HB5390 establishes Transit Oriented Communities (TOC) in the state that must allow development up to 9 units “as of right” around bus or train stations in that area and any development 10 units or more so long as they have 30% affordable units included. While towns and cities have to adopt that type of zoning, the bill threatens local control by threatening future grant funding and community development money for towns and cities. HB5390’s solely prioritizes state grants for municipalities that opt into TOCs. 

These grants, including the $2.34 billion Urban Action Bonds and the $300 Million STEAP Grants, would be allocated to TOC municipalities, potentially leaving others without essential funding for community projects. State funds are limited. This prioritization unfairly disadvantages municipalities that choose not to participate or lack access to transit infrastructure.

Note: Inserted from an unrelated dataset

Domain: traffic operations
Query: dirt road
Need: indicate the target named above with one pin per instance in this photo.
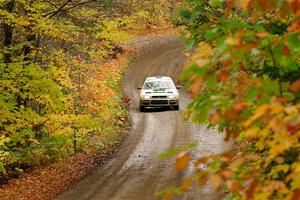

Furthermore, the bill mandates the creation of transit districts of unspecified size, overseen by an unelected state bureaucrat or their contractor. This centralization of zoning decisions removes local input and accountability, placing too much power in the hands of state officials who may not fully understand the needs of individual communities. Opting into TOCs also comes with burdensome mandates for municipalities, including allowing up to 9 units of middle housing without affordable housing requirements. Even larger projects are only required to include affordable units after reaching a certain threshold, undermining local policies on affordable housing.

Additionally, the bill imposes top-down zoning guidelines from the state, further eroding local autonomy and flexibility in land use decisions. While there have been verbal assurances that existing Transit-Oriented Developments (TODs) would be grandfathered in and exempted from certain mandates, these promises are not reflected in the bill’s language itself. This inconsistency raises concerns about favoritism and unequal treatment among municipalities, further exacerbating the divide between those that opt into TOCs and those that do not.

The loss of local decision-making authority under HB5390 is particularly troubling as it undermines efforts to manage growth, infrastructure, and environmental concerns at the community level. By pushing one-size-fits-all zoning policies, the bill disregards the unique characteristics and needs of each municipality, potentially leading to irreversible consequences for local residents and ecosystems. Transit areas already face challenges with dense development, and HB5390 fails to provide adequate safeguards for municipalities to plan and manage growth responsibly. Without the ability to address infrastructure limitations or environmental considerations, communities risk long-term harm to their quality of life and ecological sustainability.

CT169 Strong opposes HB5390 due to its erosion of local control and failure to create affordability or sustainable growth. We urge the Senate to carefully consider the implications of this bill and vote against its passage—and invite citizens to contact their senators to that end. It is essential to prioritize policies that empower communities, respect local decision-making, and promote equitable development for all residents of Connecticut. 

Sincerely, Alexis Harrison – Fairfield

Maria Weingarten – New Canaan. Harrison & Weingarten are founding members of CT169Strong. 

Editors note: This OpEd was submitted prior to the end of session.